Analysis of failure case

Although the baseline methods work well in each papers, the baseline methods often make mistakes in simulation of Table II. As the results, there are big gap between our proposed method and the baseline methods. In appendix, we explain the reasons for failures of each baselines.

We think that there are three main reasons for the very low performance:
(a) In order to have a fair comparison we impose the same computational constraints on all algorithms: that they can be executed timely on real robot at, at least, 3 Hz. Conditioned on this constraint, the number of iterations in the backpropagation baseline is not enough to find a good velocity.
(b) The backpropagation method cannot use the reference loss. Therefore, the generated velocities are occasionally non-smooth and non-realistic and motivates some of the failures.
(c) As shown in Table I, first row, the computation time of the backpropagation method is enough to run at 3 Hz. However, this time introduces a delay between the moment the sensor signals are obtained and the velocity commands are sent that deteriorates the control performance.

Stochastic Optimization
The causes of this low performance are the same as for the previous baseline. Additionally, the predictive and control horizon of Chelsea's method is only three steps into the future, which is smaller than our predictive horizon of eight steps. This number of steps into the future is sufficient for the manipulation task of the original paper but seems too short for the navigation with obstacle avoidance.

Open Loop
In the 100 trials, we randomly change the initial robot pose and slip ratio. These uncertainties definitely deteriorate the performance of open loop control.

Imitation learning (N=1, and N=8)
It is known that imitation learning and behavior cloning often accumulate errors that can lead to finally fail in the task. We can find a few cases, which the imitation learning can achieve the high success rate. However, the average is quite lower than our method. We think that our task is one of the inappropriate tasks for the imitation learning.
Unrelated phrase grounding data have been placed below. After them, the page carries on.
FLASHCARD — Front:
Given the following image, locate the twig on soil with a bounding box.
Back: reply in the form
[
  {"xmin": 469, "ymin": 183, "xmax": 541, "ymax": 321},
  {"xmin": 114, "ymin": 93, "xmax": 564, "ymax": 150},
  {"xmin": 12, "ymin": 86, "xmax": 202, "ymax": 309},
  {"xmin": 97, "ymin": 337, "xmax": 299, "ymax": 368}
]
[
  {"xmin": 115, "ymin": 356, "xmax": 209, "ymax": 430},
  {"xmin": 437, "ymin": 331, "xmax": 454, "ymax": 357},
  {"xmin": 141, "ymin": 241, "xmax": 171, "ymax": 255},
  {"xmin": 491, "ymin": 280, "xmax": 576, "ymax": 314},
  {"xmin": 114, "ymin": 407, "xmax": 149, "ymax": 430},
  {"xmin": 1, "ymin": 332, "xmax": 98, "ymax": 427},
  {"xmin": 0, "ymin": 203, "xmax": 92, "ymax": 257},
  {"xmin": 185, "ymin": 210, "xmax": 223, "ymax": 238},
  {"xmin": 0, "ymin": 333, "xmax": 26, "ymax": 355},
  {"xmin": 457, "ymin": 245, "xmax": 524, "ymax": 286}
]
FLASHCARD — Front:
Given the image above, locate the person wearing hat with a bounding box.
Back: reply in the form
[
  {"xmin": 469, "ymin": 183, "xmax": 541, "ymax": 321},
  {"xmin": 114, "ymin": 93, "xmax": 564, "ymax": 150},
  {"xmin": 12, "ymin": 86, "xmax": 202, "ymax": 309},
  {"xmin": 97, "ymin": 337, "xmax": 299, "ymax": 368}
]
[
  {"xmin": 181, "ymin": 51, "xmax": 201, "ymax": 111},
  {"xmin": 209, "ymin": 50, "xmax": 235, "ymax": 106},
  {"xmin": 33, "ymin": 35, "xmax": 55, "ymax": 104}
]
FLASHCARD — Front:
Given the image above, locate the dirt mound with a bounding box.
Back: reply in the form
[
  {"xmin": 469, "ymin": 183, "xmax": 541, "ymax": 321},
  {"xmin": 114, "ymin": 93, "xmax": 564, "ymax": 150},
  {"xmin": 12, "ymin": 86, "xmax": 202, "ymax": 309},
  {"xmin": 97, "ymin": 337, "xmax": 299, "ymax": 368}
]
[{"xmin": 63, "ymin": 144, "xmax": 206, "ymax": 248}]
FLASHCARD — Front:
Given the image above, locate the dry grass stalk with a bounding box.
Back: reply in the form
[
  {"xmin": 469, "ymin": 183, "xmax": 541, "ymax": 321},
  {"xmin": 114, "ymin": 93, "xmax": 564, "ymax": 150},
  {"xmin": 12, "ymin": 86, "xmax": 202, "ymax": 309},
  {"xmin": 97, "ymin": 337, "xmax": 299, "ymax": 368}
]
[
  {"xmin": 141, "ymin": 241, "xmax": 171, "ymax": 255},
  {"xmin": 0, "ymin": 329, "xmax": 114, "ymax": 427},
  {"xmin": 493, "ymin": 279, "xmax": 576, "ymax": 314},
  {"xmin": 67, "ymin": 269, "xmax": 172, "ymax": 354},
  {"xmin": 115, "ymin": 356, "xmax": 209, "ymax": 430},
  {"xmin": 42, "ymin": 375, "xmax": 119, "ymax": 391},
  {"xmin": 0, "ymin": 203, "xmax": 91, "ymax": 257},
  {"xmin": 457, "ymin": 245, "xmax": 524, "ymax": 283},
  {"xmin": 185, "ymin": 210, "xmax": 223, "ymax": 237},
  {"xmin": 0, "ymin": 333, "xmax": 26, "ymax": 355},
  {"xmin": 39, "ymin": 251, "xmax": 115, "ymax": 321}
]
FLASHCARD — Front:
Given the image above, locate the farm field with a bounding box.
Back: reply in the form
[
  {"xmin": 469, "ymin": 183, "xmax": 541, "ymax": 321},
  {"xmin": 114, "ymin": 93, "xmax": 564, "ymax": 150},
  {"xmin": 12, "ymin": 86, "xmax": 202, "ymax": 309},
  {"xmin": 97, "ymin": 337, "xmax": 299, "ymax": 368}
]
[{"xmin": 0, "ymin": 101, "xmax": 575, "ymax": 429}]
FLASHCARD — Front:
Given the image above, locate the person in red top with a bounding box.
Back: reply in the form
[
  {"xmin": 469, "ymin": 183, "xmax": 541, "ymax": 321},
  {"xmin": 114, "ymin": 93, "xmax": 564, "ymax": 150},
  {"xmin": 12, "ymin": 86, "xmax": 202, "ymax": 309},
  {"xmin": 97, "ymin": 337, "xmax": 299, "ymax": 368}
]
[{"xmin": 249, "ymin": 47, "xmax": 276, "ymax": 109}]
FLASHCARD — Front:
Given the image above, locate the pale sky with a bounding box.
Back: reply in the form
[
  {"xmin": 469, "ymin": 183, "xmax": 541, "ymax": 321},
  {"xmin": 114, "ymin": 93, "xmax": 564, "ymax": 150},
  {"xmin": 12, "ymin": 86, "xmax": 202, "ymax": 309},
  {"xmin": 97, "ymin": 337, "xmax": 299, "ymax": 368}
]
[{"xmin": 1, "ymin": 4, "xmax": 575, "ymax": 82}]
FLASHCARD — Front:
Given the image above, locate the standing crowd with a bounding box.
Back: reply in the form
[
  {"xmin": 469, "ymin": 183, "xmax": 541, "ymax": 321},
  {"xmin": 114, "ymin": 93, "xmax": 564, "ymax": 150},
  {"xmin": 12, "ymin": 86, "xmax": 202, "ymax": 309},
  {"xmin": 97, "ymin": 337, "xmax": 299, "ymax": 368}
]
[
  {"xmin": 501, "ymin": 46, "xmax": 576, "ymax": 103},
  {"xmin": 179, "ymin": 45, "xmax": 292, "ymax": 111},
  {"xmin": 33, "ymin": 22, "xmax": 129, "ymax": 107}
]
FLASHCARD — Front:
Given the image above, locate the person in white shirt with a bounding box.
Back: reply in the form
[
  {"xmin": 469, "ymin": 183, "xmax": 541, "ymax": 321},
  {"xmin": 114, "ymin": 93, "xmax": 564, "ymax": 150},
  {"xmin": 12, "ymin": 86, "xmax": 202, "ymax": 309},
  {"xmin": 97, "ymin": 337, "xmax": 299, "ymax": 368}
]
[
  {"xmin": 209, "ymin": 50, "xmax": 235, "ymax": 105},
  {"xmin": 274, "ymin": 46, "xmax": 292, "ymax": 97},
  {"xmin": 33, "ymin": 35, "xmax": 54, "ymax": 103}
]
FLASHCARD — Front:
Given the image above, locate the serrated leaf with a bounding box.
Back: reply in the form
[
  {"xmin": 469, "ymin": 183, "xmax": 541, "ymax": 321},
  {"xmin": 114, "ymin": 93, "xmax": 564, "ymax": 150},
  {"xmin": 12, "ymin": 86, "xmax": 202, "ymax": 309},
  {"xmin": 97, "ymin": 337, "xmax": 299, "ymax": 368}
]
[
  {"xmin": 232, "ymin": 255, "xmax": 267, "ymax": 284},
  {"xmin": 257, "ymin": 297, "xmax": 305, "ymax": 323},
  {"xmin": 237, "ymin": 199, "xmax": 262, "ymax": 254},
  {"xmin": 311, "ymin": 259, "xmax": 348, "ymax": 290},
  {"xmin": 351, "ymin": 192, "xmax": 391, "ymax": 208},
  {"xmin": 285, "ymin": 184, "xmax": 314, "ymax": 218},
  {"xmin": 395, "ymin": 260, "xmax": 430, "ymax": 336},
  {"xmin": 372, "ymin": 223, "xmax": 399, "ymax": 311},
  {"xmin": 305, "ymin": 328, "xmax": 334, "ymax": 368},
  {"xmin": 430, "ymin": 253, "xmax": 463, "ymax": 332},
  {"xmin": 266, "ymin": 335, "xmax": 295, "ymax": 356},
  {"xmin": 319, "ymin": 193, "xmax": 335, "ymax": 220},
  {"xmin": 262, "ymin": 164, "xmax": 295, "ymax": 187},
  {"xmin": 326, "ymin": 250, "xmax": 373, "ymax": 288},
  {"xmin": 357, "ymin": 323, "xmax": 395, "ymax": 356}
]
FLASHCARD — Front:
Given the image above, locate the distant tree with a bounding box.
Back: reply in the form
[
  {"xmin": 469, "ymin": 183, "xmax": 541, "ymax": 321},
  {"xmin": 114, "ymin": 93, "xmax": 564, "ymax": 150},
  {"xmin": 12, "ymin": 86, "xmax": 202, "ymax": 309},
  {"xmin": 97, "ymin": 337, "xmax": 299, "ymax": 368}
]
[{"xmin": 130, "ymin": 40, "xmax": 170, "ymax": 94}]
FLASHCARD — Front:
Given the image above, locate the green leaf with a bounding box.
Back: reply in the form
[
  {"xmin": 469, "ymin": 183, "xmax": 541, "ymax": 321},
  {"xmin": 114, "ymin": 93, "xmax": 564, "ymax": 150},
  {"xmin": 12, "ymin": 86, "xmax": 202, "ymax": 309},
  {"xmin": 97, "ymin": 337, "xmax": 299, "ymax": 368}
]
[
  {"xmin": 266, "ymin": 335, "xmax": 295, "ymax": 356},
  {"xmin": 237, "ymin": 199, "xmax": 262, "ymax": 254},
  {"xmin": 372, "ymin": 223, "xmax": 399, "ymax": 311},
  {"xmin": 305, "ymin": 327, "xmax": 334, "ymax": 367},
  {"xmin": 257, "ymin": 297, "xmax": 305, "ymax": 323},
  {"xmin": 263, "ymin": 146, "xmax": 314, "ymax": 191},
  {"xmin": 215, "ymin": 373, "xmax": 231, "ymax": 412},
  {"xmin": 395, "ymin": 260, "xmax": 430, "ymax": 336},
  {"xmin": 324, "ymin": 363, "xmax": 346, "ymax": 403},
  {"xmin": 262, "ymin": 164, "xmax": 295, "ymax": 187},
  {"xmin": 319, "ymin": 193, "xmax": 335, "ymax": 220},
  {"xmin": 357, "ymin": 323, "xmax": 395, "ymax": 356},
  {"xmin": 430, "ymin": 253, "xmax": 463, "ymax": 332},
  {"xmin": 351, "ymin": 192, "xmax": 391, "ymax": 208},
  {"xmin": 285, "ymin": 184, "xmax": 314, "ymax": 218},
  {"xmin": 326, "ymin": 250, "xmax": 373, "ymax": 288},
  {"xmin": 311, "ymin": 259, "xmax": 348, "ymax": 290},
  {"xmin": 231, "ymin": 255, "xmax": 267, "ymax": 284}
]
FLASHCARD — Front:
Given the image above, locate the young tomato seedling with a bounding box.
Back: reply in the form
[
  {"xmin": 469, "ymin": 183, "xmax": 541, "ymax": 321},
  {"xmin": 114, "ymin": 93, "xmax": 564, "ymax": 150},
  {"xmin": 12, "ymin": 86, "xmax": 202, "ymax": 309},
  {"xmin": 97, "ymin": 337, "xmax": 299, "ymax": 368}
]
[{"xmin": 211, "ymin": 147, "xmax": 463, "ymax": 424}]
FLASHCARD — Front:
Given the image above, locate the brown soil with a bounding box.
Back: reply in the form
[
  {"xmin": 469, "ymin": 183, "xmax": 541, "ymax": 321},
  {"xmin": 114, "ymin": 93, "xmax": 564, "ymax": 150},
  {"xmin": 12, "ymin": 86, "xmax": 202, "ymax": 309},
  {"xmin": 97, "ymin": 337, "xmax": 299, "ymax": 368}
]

Zero-shot visual imitation(ZVI)
ZVI often collides both with and without obstacle because, different to ours, it does not penalize explicitly non-traversable area and because the prediction in the forward consistency loss comes always from the raw image at previous step, which may not be enough to deviate to avoid the obstacles.

Visual memory for path following(VMPF)
Although VMPF is better than the other baselines, their original code doesn't include the collision detection module for the evaluation. It means that we didn't stop the evaluation even if their method collides with the obstacles. And, it seems that their control input is too discrete to avoid the obstacle and navigate in narrow environment.